Minister of Agriculture
- In office 6 March 1923 – 25 July 1924
- Prime Minister: Otto B. Halvorsen Abraham Berge
- Preceded by: Håkon Five
- Succeeded by: Håkon Five

Minister of Education and Church Affairs Acting
- In office 24 November 1923 – 11 December 1923
- Prime Minister: Abraham Berge
- Preceded by: Ivar B. Sælen
- Succeeded by: Karl Sanne

Member of the Norwegian Parliament
- In office 1 January 1919 – 31 December 1927
- Constituency: Akershus

Deputy Leader of the Conservative Party
- In office 1920–1925
- Leader: Otto B. Halvorsen Ivar Lykke

Personal details
- Born: 5 January 1872 Eidsvoll, Akershus, Sweden-Norway
- Died: 23 February 1935 (aged 63) Oslo, Norway
- Party: Conservative
- Spouse: Dagny Hilsen (m. 1900)^{[citation needed]}
- Children: Hans Venger Johan Venger

= Anders Venger =

Norwegian politician

Anders Venger (5 January 1872 - 23 February 1935) was a Norwegian politician of the Conservative Party.

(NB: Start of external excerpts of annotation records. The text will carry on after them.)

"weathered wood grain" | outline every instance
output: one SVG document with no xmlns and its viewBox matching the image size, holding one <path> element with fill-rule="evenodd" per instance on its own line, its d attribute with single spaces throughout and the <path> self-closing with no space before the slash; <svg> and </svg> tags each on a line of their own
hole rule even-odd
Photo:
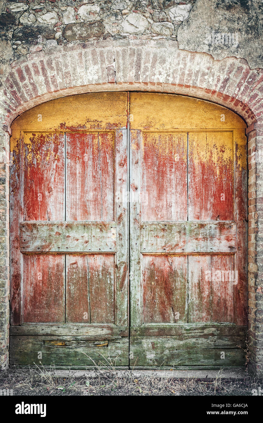
<svg viewBox="0 0 263 423">
<path fill-rule="evenodd" d="M 189 255 L 188 266 L 188 321 L 233 322 L 233 256 Z"/>
<path fill-rule="evenodd" d="M 236 324 L 247 324 L 248 319 L 248 232 L 246 137 L 244 131 L 234 131 L 235 149 L 235 219 L 237 222 L 237 253 L 235 268 L 238 283 L 235 286 L 234 313 Z"/>
<path fill-rule="evenodd" d="M 114 222 L 23 222 L 22 253 L 95 253 L 116 251 Z"/>
<path fill-rule="evenodd" d="M 91 322 L 115 323 L 114 256 L 87 256 L 89 280 Z"/>
<path fill-rule="evenodd" d="M 23 220 L 21 195 L 23 134 L 10 140 L 10 322 L 21 324 L 21 257 L 19 224 Z"/>
<path fill-rule="evenodd" d="M 187 257 L 144 255 L 144 323 L 187 321 Z"/>
<path fill-rule="evenodd" d="M 247 326 L 229 323 L 183 323 L 142 325 L 131 327 L 131 336 L 240 336 L 245 339 Z"/>
<path fill-rule="evenodd" d="M 142 253 L 232 253 L 236 251 L 235 222 L 143 222 Z"/>
<path fill-rule="evenodd" d="M 129 324 L 127 130 L 116 131 L 116 324 Z"/>
<path fill-rule="evenodd" d="M 130 132 L 130 324 L 139 326 L 143 321 L 141 281 L 140 197 L 142 134 L 141 131 Z"/>
<path fill-rule="evenodd" d="M 25 133 L 24 220 L 65 219 L 64 143 L 63 134 Z"/>
<path fill-rule="evenodd" d="M 182 338 L 131 337 L 130 366 L 244 365 L 244 352 L 238 346 L 244 339 L 239 337 Z"/>
<path fill-rule="evenodd" d="M 126 326 L 114 324 L 94 324 L 87 323 L 42 324 L 25 323 L 21 326 L 12 326 L 11 335 L 41 335 L 52 336 L 128 336 L 129 329 Z"/>
<path fill-rule="evenodd" d="M 25 322 L 65 321 L 65 255 L 23 257 Z"/>
<path fill-rule="evenodd" d="M 47 341 L 64 341 L 69 345 L 55 345 Z M 108 344 L 107 342 L 108 341 Z M 100 341 L 101 346 L 94 345 Z M 104 345 L 103 345 L 103 344 Z M 94 366 L 96 364 L 107 364 L 110 357 L 114 365 L 128 365 L 129 339 L 127 337 L 109 339 L 102 336 L 58 337 L 12 336 L 10 346 L 12 354 L 11 365 L 81 365 Z M 42 358 L 39 359 L 39 352 Z"/>
<path fill-rule="evenodd" d="M 233 220 L 233 132 L 188 136 L 189 220 Z"/>
<path fill-rule="evenodd" d="M 187 220 L 187 133 L 144 132 L 142 148 L 142 220 Z"/>
<path fill-rule="evenodd" d="M 114 133 L 66 135 L 66 220 L 114 218 Z"/>
</svg>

He served Minister of Agriculture from 1923 to 1924, Minister of Labour from March to July 1926 and acting Minister of Education and Church Affairs from November to December 1923 following the death of Ivar Bergersen Sælen. He also served as deputy leader of the Conservative Party from 1920 to 1925.

==Early life==
Anders Venger grew up at Venjerbakken, one of Eidsvoll's oldest properties at the time. The farm was located on the west side of Vorma, close to Eidsvoll Verk and the industrial area Bøn. Venger was the son of Marte Olava Aas (1848-1907) and Johan A. Venger (1846-1921). His father, who had bought Venjerbakken in 1873, was also active in municipal politics in Eidsvoll.

==Politics==
Venger was elected mayor of Eidsvoll in 1912 and assumed the position in 1913. He held this post for 21 years until 1934, though he was on leave while he served as government minister.
He entered the Storting in 1919, elected as a representative from the constituency of Øvre Romerike. He was re-elected until 1927, when he choose not to run for re-election due to the impeachment proceedings against former prime minister Abraham Berge. During that same time frame, he also resigned as Minister of Labour in 1926.
Venger had also served as Minister of Agriculture of Otto Bahr Halvorsen's second cabinet and continued in the same post after Abraham Berge took over after Bahr Halvorsen's death in May 1923. As agriculture minister, he was able to pass farmer friendly bill regarding corn arrangements.
For many years, Venger was an active member of the Conservative central executive committee, and he also served five years as the party's deputy leader. He was considered to be a part of the party's agrarian wing, whom, during the 1920s, were in conflict with city liberals, where they disagreed on the party's agricultural policy.